George has referred us to a website containing various articles discussing whether science and religion are compatible. - Thank you for this. The collection is packed with quotable lines and topics for further discussion, and I was especially impressed with the generally moderate and conciliatory tone. - Laurence Krauss says: "Religion is simply irrelevant to science." I think that's right. Science must advance without any preconceptions theist or atheist. But I don't think science is irrelevant to religion.
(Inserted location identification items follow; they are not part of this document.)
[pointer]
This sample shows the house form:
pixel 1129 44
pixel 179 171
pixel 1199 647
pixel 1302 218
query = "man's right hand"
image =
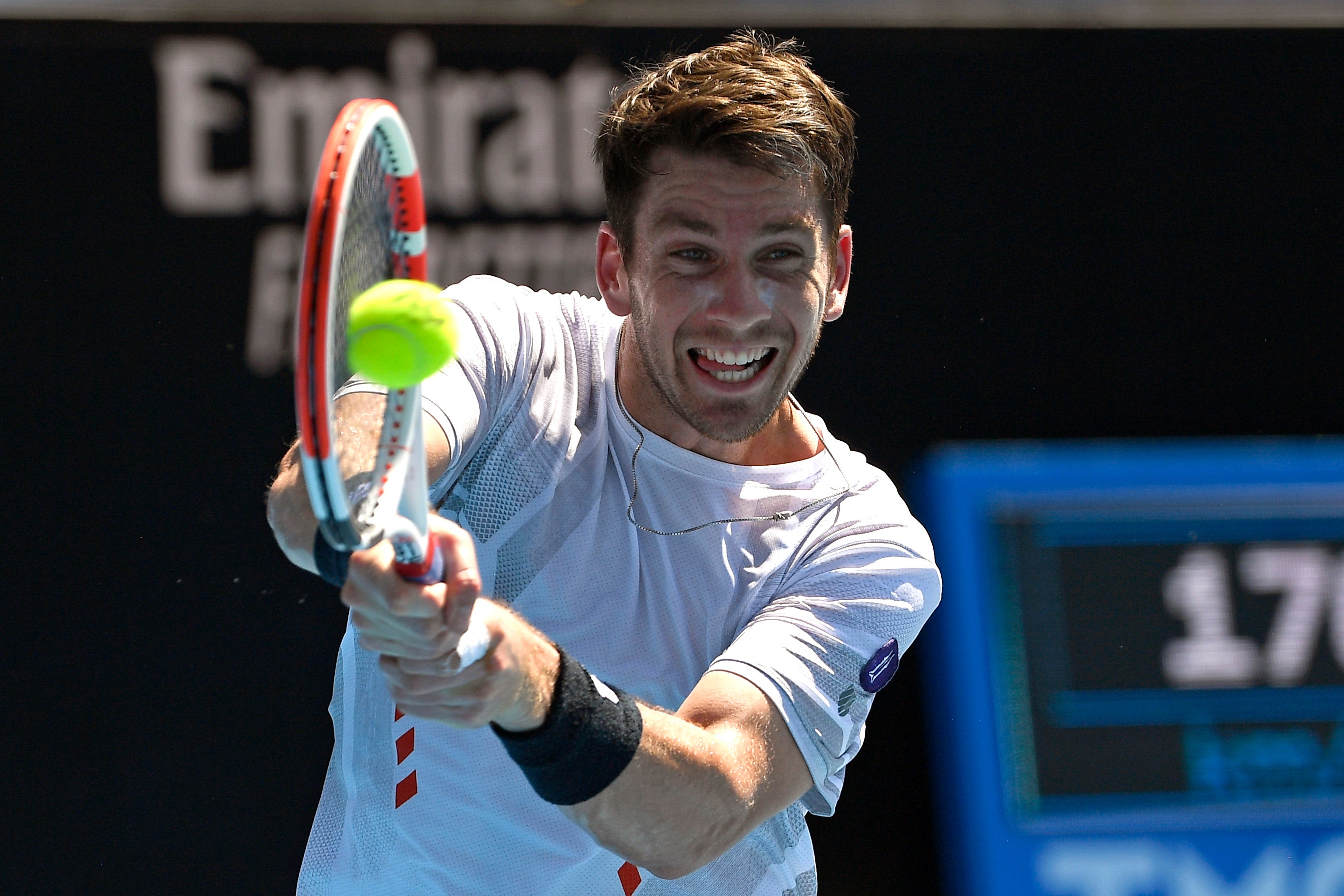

Once science has established something that is beyond reasonable doubt ... e.g. the comparatively late arrival of humankind, long after other forms of life ... religions only damage themselves by denying it. The damage is particularly evident when, for instance, the religious allow slavish devotion to ancient and unreliable texts even to interfere with the advances of medical science. - I would argue that religion and science are perfectly compatible, so long as religion is not used to twist scientific facts, and science is not used to promote claims that it cannot substantiate. I suspect that everything scientists uncover about the nature of life and the universe, no matter how far back it takes us, will eventually come up against an impenetrable barrier. The intricacies may all be the result of a bizarre accident, or they may have originated through some intelligent force, and scientists will never be able to prove which hypothesis is true. I was particularly impressed by David Everett, an atheist, who writes: "When scientists believe that they are marching towards Truth in some platonic sense, they are behaving religiously and not scientifically." While the religious can create havoc by condemning beliefs different from their own, scientists have a responsibility to recognize the limitations of their own knowledge and to accept (as many clearly do) that there may be other ways of finding personal truths. I'm with Howard Gardner: "I'll settle for mutual tolerance, though I prefer mutual respect."